David Rosenberg leads tours of London’s historical East End. He tells us why 1936’s ‘Battle of Cable Street’ still matters today…

On Sunday 9 October, people will gather in the East End to remember the 80th anniversary of The Battle of Cable Street. On that day, different communities showed solidarity. They showed a spirit of resistance. They showed courage. Fascist forces were on the march in many European countries in 1936. Here in London, they were pushed back.

The residents of Cable Street were at that time mainly Jews at one end and Irish Catholics at the other. They were caught in the crosshairs of a political war that spilled on to this street. Britain’s would-be fascist dictator, Sir Oswald Mosley, had built a power-base among east London’s hungry workers and youth. His party’s four branches there surrounded a poor Jewish ghetto.

Mosley chose 4 October 1936 – the fourth anniversary of the birth of his movement – to invade the area. Nearly 100,000 East Enders – Jews and non-Jews – petitioned the Home Secretary a few days before asking him to ban Mosley’s march. They warned it would inflame local tensions. But he defended Mosley’s free speech and free movement. And 7,000 police were sent to protect his path.

Undeterred, the campaigners decided if the authorities wouldn’t stop the march, the people would. On the day, the anti-fascists vastly outnumbered both Mosley’s forces and the police. They blockaded the streets, chanting, “They shall not Pass!” Irish dockers and railway workers helped Jews build barricades using an overturned lorry, wood and sheet metal with furniture stacked behind.

As police tried to dismantle the barricades, dozens of people were arrested. Paving stones were ripped up. Bricks flew, and angry Jewish women threw bottles, kitchen utensils and the contents of chamber pots on to police from Cable Street’s tenements.
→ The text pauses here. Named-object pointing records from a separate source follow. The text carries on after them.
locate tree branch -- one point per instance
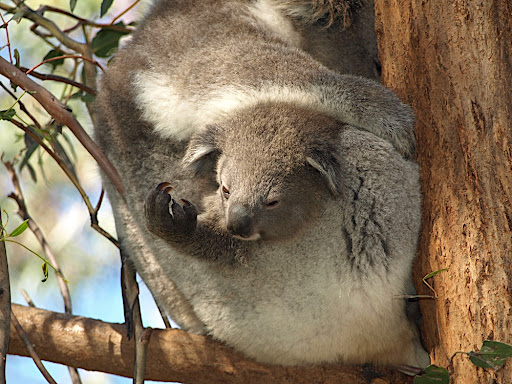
(173, 355)
(5, 305)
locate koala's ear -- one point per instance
(326, 161)
(202, 152)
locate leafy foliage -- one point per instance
(492, 354)
(106, 41)
(433, 375)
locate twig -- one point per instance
(61, 79)
(47, 8)
(165, 319)
(31, 350)
(7, 37)
(5, 306)
(93, 212)
(133, 318)
(64, 57)
(124, 12)
(27, 298)
(22, 106)
(83, 49)
(17, 196)
(62, 114)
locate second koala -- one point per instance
(291, 227)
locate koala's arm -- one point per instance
(368, 105)
(178, 225)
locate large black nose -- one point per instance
(240, 221)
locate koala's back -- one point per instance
(189, 64)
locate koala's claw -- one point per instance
(167, 218)
(164, 186)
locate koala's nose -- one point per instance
(239, 221)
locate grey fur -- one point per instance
(212, 94)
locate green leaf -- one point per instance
(54, 53)
(7, 114)
(19, 229)
(493, 354)
(106, 41)
(433, 375)
(88, 98)
(431, 274)
(45, 271)
(105, 5)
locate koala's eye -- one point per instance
(272, 204)
(225, 192)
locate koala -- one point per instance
(285, 216)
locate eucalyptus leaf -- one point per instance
(433, 375)
(50, 55)
(431, 274)
(492, 354)
(7, 114)
(19, 229)
(106, 41)
(45, 271)
(105, 6)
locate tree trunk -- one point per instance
(451, 60)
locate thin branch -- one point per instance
(62, 114)
(22, 106)
(7, 37)
(27, 298)
(64, 57)
(24, 11)
(61, 79)
(133, 319)
(124, 12)
(92, 211)
(84, 49)
(81, 21)
(165, 319)
(31, 350)
(5, 305)
(18, 197)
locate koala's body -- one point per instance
(297, 245)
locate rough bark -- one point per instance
(451, 60)
(173, 355)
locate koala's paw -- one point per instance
(167, 218)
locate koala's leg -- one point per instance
(177, 224)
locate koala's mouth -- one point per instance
(253, 237)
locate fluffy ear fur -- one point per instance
(202, 152)
(325, 159)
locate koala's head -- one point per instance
(275, 166)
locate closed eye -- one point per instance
(225, 192)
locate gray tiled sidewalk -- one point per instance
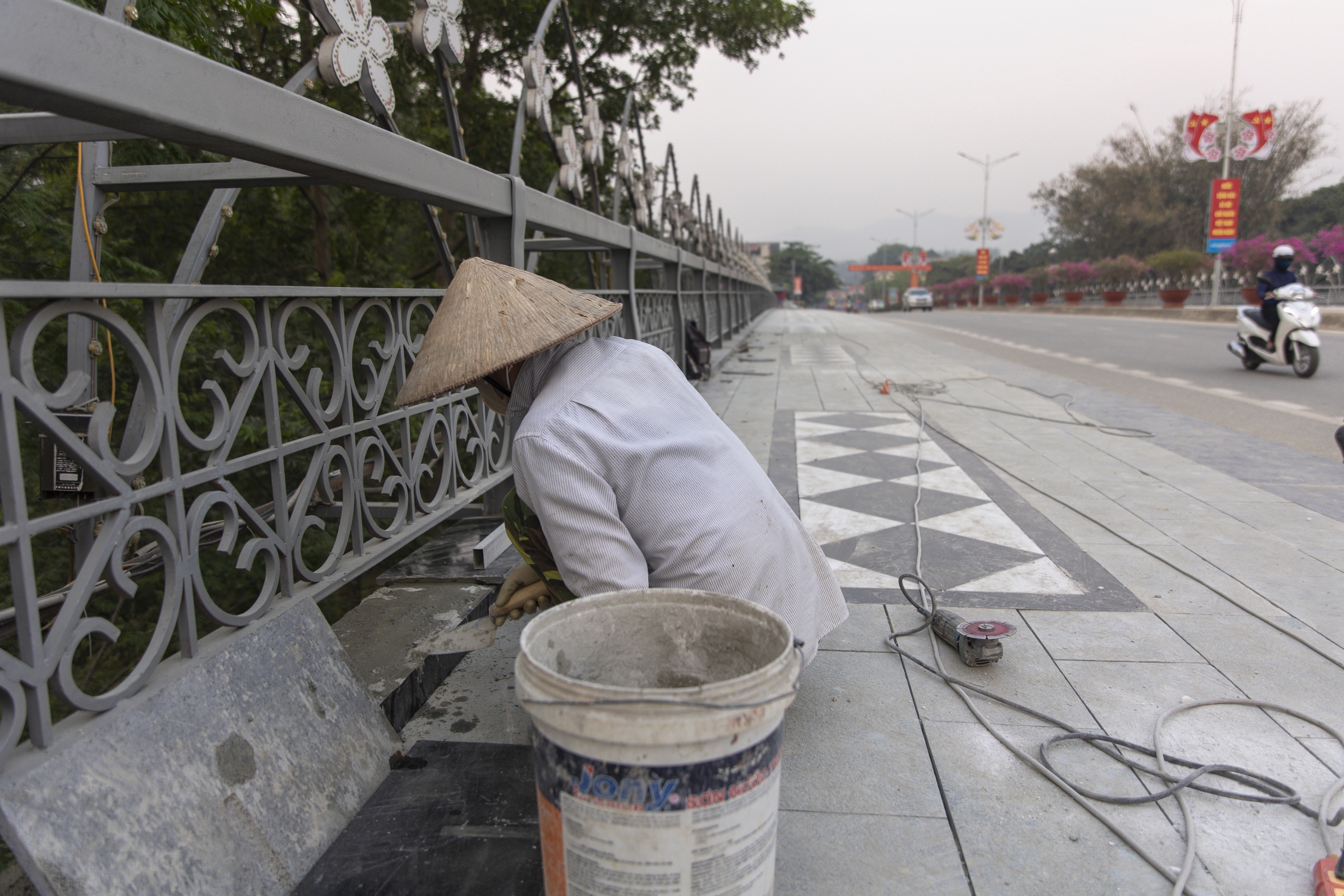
(891, 786)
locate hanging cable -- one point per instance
(97, 275)
(1275, 792)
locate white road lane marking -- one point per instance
(1233, 395)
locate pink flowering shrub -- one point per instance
(1073, 276)
(1011, 284)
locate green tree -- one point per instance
(1316, 212)
(322, 234)
(339, 236)
(802, 260)
(1140, 196)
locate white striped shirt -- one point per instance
(639, 484)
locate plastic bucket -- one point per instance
(656, 742)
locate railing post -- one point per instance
(673, 277)
(718, 301)
(623, 277)
(503, 237)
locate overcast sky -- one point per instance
(866, 112)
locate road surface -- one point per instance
(1180, 366)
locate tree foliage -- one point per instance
(802, 260)
(1140, 196)
(334, 236)
(344, 237)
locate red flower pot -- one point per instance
(1174, 297)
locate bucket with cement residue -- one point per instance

Eventually the police retreated and order Mosley to walk his troops in the opposite direction. The day became known as The Battle of Cable Street.

The point where people will gather on 9 October and the destination are significant: The march will start at 12 noon in Altab Ali Park, on Whitechapel Road, near Aldgate East. This park is named after a young Bengali clothing worker stabbed to death by young racists as he was walking home from work on 4 May 1978. The struggles of the Jews in the 1930s against Mosley’s fascists were replayed by east London’s Bengalis in the 1970s.

These struggles were about defending themselves, but also about defending London as a city of diversity and harmony against those who tried to pitch neighbour against neighbour. Londoners should celebrate and be proud of our city’s history of opposition to hate. Please do come and join us on 9 October.